Do you find the title of this post totally cheesy? Well…I am always trying to find a whey to make a Gouda pun.
Somewhere Momica is groaning…
I have to admit that my wordsmithing is going to be stronger than the scent of Limburger cheese as I write about the “Calling All Cheese Lovers: A Course on Curds” class I took at Leu Gardens. Not only is cheese one of my favorite foods on the planet, but it’s also a preferred way to speak. Just keepin’ it cheesy, yo.
Before our class, Nicole and I met up early at the gardens to walk the beautiful grounds and catch up on life. The timing was just right as the Florida sun hadn’t gone into full Hades-mode. It was maybe…at a quarter of Hades. Just hot enough where I regretted the decision to NOT wear shorts. Sigh…
Please note that the flowers and caterpillars were gracious and said “cheese” as their photos were taken.
Along the way, we started to notice the cutest little doors on some of the trees. We had stumbled upon an exhibit called Enchanted Fairy Doors. Approximately 15 fairies have taken up residence at Leu Gardens until late September. I am familiar with Tiny Houses, but the Tiny Door movement is something I can definitely get behind. Seriously…how cute are these doors???!!!
We discovered about half of the fairy doors during our walk but quickly needed to make our way to the Idea Garden for our class. Cheese waits for no one (actually a few classmates were late, so that’s a lie).
We were greeted by Jennifer Hostetter, a local chef, and caterer, whose passion for food provided a fun and informative atmosphere. During the two and a half session, she made fresh goat cheese and mozzarella. As she made the fresh cheese, she plied us with delicious cheesy goodness from gruyere biscuits to freshly made mascarpone with blackberry balsamic reduction to a Mediterranean yogurt cheese called Labneh which I loved-uh.
I did get some hands-on time during the class. From start to finish, I made a ball of mozzarella cheese. The cheese-making itself wasn’t hard, but I will leave it to the professionals (even though the stretching of the cheese was super duper fun).
I even got to try the mozzarella cheese I made as part of a salad with peaches, arugula, and herb vinaigrette. As the Barefoot Contessa would say, “How fun is that?!”
We closed out the class with tips to make a cheeseboard. Cheeseboards are entirely by preference, but it is recommended to include a hard, soft, and semi-hard cheese with a mix of sweet and tart accompaniments. Does anyone else enjoy making small boards for dinner?
Before bidding adieu, Jennifer gave us one more treat. (Doesn’t she sound absolutely awesome? She is!) She made lemon rosemary shortbread cookies with a mascarpone filling. OMG. Just OMG. I need to make them when I have friends and family in town.

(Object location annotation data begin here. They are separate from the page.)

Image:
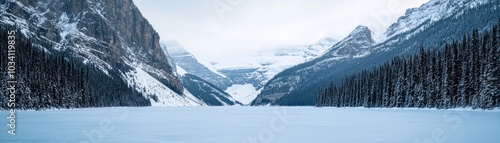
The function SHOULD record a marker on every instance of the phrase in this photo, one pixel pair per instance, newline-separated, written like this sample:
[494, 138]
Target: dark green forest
[47, 78]
[461, 74]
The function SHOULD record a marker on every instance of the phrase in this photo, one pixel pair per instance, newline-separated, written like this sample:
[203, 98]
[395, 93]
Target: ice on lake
[254, 125]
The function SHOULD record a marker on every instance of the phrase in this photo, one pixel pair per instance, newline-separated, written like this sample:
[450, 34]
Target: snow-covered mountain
[207, 92]
[194, 76]
[110, 35]
[268, 62]
[431, 25]
[190, 64]
[249, 78]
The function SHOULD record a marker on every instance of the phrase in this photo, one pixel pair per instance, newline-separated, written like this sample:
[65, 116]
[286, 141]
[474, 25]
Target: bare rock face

The classes and special events I’ve experienced at Leu Gardens have been informative and entertaining. I need to figure out what I want to experience there next (besides seeking out all of the fairy doors I missed during our walk).
Have you taken a cooking class or demonstration? If you have, which ones have you liked or recommend trying? Do you love cheese? Do you love cheesy puns? Let me know in the comments below!
Work Hard. Play Hard. Drink Chard.
P.S. Is anyone else curious as to how many times Momica groaned as she read this post?